A Knight in Shining Armor

Home > Romance > A Knight in Shining Armor > Page 23
A Knight in Shining Armor Page 23

by Jude Deveraux


  Dougless smiled, her head back against his. He had noticed, she thought. He had.

  When her hair was combed, he toweled it dry, then held up the white terry robe the hotel furnished. “Come,” he said, putting on the other robe.

  He led her downstairs, through the darkened hotel lobby, and into the kitchen.

  “Nicholas,” she said, “we shouldn’t be here.”

  He kissed her to silence. “I am hungry,” he said as though that were excuse enough.

  Being in the hotel kitchen when she knew they shouldn’t be added excitement to this most wonderful night. She looked at the back of Nicholas as he opened a refrigerator door (and felt a little pang that he had learned of refrigerators from someone other than her). Now he was truly hers, she thought, hers to touch whenever she wanted. Holding his hand, she pressed her body against his and put her head in the crook of his shoulder.

  “Nicholas,” she whispered. “I love you so much. Don’t leave me.”

  Turning, he looked into her eyes, and his face was full of longing. He looked back in the refrigerator. “Where’s the ice cream?”

  She laughed. “In the freezer. Try that door,” she said, pointing.

  He wouldn’t let her out of his sight or touch as he pulled her toward the freezer. There were big cardboard vats of ice cream inside. Clinging together like Siamese twins, they went about the kitchen and found bowls, spoons, and a steel ladle. Nicholas scooped out an enormous amount from one vat into each bowl, then slipped the vat back into the freezer. He dribbled vanilla ice cream down the front of her, then licked it off, the ice cream traveling lower, just below his tongue. He licked the last just as it reached her red-gold curls.

  “Strawberry,” he said, making Dougless laugh.

  They sat facing each other, legs crossed, on the eight-foot-long butcher-block cutting table (“Unsanitary,” Dougless said), but she didn’t get down. They ate quietly for a moment, but then Nicholas dropped ice cream on Dougless’s foot and licked it off. Dougless leaned forward to kiss Nicholas and “accidently” dropped ice cream on his inner thigh.

  “I’ll bet that’s awfully cold,” she said against his lips.

  “I cannot bear it,” he whispered.

  She slowly, so that her breasts raked along his bare body, made her way to the splat of ice cream on his thigh, licked it off, and when it was gone, she continued licking. The ice cream was forgotten as Nicholas leaned back against the table and pulled her up to him.
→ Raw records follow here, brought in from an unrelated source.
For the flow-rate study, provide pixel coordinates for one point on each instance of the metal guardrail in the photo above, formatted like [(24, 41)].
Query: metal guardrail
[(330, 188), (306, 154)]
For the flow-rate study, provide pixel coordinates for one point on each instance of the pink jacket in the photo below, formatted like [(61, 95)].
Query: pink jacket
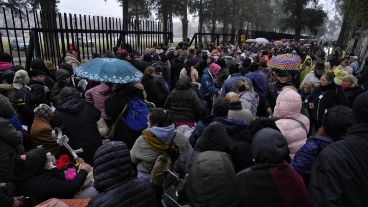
[(288, 107), (96, 96)]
As though she weighed nothing, his biceps bulging, he picked her up and set her down on top of him, his hands moving up her body to clutch her breasts as Dougless moved slowly up and down.

  It was a long time before they arched together, Nicholas pulling her down to him to kiss her hungrily and fiercely.

  “I believe, madam,” he whispered in her ear, “that you have melted my ice cream.”

  Laughing, Dougless snuggled against him. “I’ve wanted to touch you for so long,” she said, her hand caressing his chest and shoulders inside the sleeve of the robe that he still wore. “I’ve never met a man like you.”

  She lifted on one elbow and looked down at him. “Were you an unusual man in the sixteenth century, or were they all like you?”

  Nicholas grinned at her. “I am unique, which is why the women—”

  She kissed him to silence. “Say no more. I’d as soon hear nothing more about your women—or your wife.” She put her head down. “I’d like to think I’m special to you, not just one of hundreds.”

  He lifted her chin to look at her. “You called me across centuries, and I answered. Is that not enough to make you ‘special’?”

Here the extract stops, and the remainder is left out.